Both devices are now connected and will show in each other’s “Remote Devices” list with a green status.
Sharing a Folder
On Device A:
- Click Edit on the folder you want to share (or Add Folder to create a new one)
- Go to the Sharing tab
- Check the box next to Device B
- Click Save
Device B receives a prompt: “Device A wants to share folder ‘Documents’”. Accept and choose where to store it locally.

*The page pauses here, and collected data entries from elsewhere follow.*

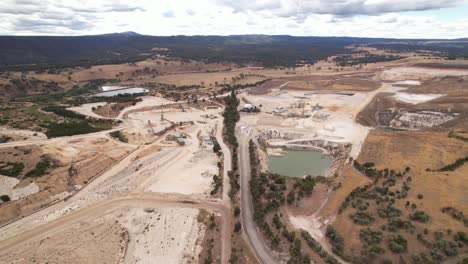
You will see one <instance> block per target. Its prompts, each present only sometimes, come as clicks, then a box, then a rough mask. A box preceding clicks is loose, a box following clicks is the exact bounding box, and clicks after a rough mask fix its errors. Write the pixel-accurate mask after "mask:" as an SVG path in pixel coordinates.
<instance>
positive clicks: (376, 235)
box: [359, 228, 383, 245]
mask: <svg viewBox="0 0 468 264" xmlns="http://www.w3.org/2000/svg"><path fill="white" fill-rule="evenodd" d="M359 237H360V238H361V240H362V241H364V242H365V243H367V244H368V245H373V244H379V243H380V241H382V238H383V234H382V232H381V231H372V230H371V229H370V228H363V229H361V231H360V232H359Z"/></svg>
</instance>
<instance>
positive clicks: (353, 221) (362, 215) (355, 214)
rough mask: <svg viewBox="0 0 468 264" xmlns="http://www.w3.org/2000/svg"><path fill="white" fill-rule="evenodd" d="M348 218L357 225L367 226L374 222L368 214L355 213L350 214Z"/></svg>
mask: <svg viewBox="0 0 468 264" xmlns="http://www.w3.org/2000/svg"><path fill="white" fill-rule="evenodd" d="M350 217H351V219H352V220H353V222H354V223H355V224H358V225H368V224H370V223H372V222H374V220H375V219H374V217H373V216H372V215H371V214H369V213H368V212H356V213H354V214H350Z"/></svg>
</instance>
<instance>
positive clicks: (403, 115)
mask: <svg viewBox="0 0 468 264" xmlns="http://www.w3.org/2000/svg"><path fill="white" fill-rule="evenodd" d="M452 119H453V117H452V116H451V115H448V114H444V113H440V112H431V111H422V112H418V113H408V112H405V113H402V114H400V115H398V116H397V117H395V118H394V119H393V120H392V121H390V125H391V126H392V127H403V128H412V129H421V128H429V127H435V126H440V125H442V124H443V123H446V122H448V121H450V120H452Z"/></svg>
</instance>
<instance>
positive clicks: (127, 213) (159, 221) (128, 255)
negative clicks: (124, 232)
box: [123, 208, 205, 263]
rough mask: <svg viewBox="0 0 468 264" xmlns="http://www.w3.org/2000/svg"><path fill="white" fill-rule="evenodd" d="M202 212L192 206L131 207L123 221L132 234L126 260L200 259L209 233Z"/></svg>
mask: <svg viewBox="0 0 468 264" xmlns="http://www.w3.org/2000/svg"><path fill="white" fill-rule="evenodd" d="M198 213H199V210H198V209H191V208H157V209H151V208H147V209H145V210H142V209H141V208H139V209H131V210H129V212H128V213H125V220H124V222H123V225H124V226H125V227H126V228H127V229H128V233H129V235H130V242H129V244H128V249H127V254H126V256H125V259H124V261H123V263H197V262H198V259H197V257H198V254H199V253H200V252H201V245H200V241H201V239H199V238H201V237H203V235H204V233H205V229H204V226H203V224H202V223H198V221H197V216H198Z"/></svg>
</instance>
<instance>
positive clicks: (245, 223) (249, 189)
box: [237, 132, 278, 264]
mask: <svg viewBox="0 0 468 264" xmlns="http://www.w3.org/2000/svg"><path fill="white" fill-rule="evenodd" d="M237 138H238V140H239V162H240V186H241V190H240V192H241V193H240V197H241V208H242V209H241V220H242V226H243V230H244V232H243V234H244V236H245V237H246V241H247V242H248V243H249V244H250V246H251V248H252V249H253V251H254V253H255V255H256V257H257V259H258V261H259V262H260V263H264V264H273V263H278V261H277V260H276V259H275V258H274V257H273V256H272V254H271V253H272V251H271V250H270V249H269V248H268V246H267V245H266V242H265V240H264V239H263V237H262V235H261V234H260V231H259V230H258V229H257V226H256V224H255V222H254V219H253V205H252V196H251V195H250V188H249V182H250V157H249V137H248V135H245V134H242V132H240V133H237Z"/></svg>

Syncthing immediately begins syncing. The first sync transfers all files; subsequent syncs only transfer changed blocks.
Folder Types
| Type | Behavior |
|---|---|
| Send & Receive | Full bidirectional sync |
| Send Only | Folder is the master; remote changes don’t sync back |
| Receive Only | Read-only mirror of the other device |
Use Send Only for a “source of truth” device (e.g., your main laptop). Use Receive Only for a backup destination that shouldn’t push changes back.
Ignoring Files
Create a .stignore file in any synced folder to exclude files:
# .stignore
*.tmp
.DS_Store
Thumbs.db
node_modules/
.git/
*.log
Patterns are gitignore-compatible. Ignored files aren’t synced and don’t cause conflicts.
Conflict Resolution
If two devices modify the same file before syncing, Syncthing creates a conflict copy named like filename.sync-conflict-20260419-143022.ext. You need to manually review and merge conflicts — Syncthing doesn’t auto-merge.

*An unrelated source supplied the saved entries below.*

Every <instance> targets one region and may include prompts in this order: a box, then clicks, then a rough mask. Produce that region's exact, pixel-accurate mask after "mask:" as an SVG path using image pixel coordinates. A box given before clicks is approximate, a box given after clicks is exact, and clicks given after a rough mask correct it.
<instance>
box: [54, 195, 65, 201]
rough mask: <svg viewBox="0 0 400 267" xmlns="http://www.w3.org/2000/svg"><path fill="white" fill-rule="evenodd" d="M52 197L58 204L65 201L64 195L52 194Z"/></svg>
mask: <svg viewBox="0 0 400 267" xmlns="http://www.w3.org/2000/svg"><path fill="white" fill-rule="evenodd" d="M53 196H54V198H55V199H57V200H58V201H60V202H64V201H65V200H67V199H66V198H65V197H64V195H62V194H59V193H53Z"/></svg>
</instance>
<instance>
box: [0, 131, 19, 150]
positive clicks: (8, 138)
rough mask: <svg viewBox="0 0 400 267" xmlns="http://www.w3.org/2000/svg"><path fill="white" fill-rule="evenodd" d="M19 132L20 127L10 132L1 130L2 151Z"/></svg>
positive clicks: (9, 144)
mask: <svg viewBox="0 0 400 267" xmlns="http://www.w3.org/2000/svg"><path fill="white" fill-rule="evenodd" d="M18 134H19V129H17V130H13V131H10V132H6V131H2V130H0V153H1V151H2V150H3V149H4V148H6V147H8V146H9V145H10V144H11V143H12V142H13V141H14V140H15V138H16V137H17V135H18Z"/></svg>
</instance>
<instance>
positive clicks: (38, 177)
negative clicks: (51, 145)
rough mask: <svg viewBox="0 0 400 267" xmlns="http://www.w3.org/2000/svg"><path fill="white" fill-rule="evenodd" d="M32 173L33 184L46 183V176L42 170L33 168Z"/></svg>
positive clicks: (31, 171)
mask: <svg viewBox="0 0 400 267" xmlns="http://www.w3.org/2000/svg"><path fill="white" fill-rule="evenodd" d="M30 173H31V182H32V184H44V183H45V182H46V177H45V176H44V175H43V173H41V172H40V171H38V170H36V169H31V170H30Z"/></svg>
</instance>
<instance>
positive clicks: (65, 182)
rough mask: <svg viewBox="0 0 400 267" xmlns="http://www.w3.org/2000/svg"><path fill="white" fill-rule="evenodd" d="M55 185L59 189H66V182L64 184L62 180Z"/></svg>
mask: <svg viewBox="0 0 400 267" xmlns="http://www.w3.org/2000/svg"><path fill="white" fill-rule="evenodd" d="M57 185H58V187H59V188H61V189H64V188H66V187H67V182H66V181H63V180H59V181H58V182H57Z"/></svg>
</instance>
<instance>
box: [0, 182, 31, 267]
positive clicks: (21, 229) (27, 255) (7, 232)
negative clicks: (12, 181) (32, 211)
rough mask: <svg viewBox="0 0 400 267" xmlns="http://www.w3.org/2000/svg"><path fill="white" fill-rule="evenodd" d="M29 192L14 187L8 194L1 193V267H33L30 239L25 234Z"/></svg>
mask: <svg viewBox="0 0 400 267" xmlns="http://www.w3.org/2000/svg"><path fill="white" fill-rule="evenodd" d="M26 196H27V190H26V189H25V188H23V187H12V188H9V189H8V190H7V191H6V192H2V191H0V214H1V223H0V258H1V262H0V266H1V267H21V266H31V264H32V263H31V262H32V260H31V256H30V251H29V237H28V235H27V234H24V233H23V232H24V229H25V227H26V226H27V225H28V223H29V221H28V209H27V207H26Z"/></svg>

For text files and code, use the Syncthing GTK UI or periodically run:
find ~/Sync -name "*.sync-conflict-*" -type f
Relays and Discovery Servers
By default, Syncthing uses:
- Global Discovery — finds your devices’ current IP addresses when they change
- Relay Servers — assist with NAT traversal when direct connection isn’t possible
For maximum privacy, you can disable both and use only local discovery (LAN sync) and direct IPs:
Settings → Connections:
- Disable “Global Discovery”
- Disable “Enable Relaying”
- Add devices by direct IP in Advanced → Addresses field:
tcp://192.168.1.50:22000
This prevents Syncthing’s discovery servers from knowing your devices exist, but requires both devices to be reachable at known addresses.
Syncthing vs. Nextcloud
| Feature | Syncthing | Nextcloud |
|---|---|---|
| Architecture | P2P, no server needed | Server-client |
| Web access to files | No | Yes |
| File browser UI | No | Yes |
| Setup complexity | Low | High |
| Mobile client | Good | Good |
| Privacy | Excellent | Good (self-hosted) |
Choose Syncthing for pure sync without web access. Choose Nextcloud if you want to access files via browser from anywhere.
Syncthing is one of the most reliable and privacy-respecting file sync tools available. Once set up, it runs silently in the background and keeps everything in sync without any intervention.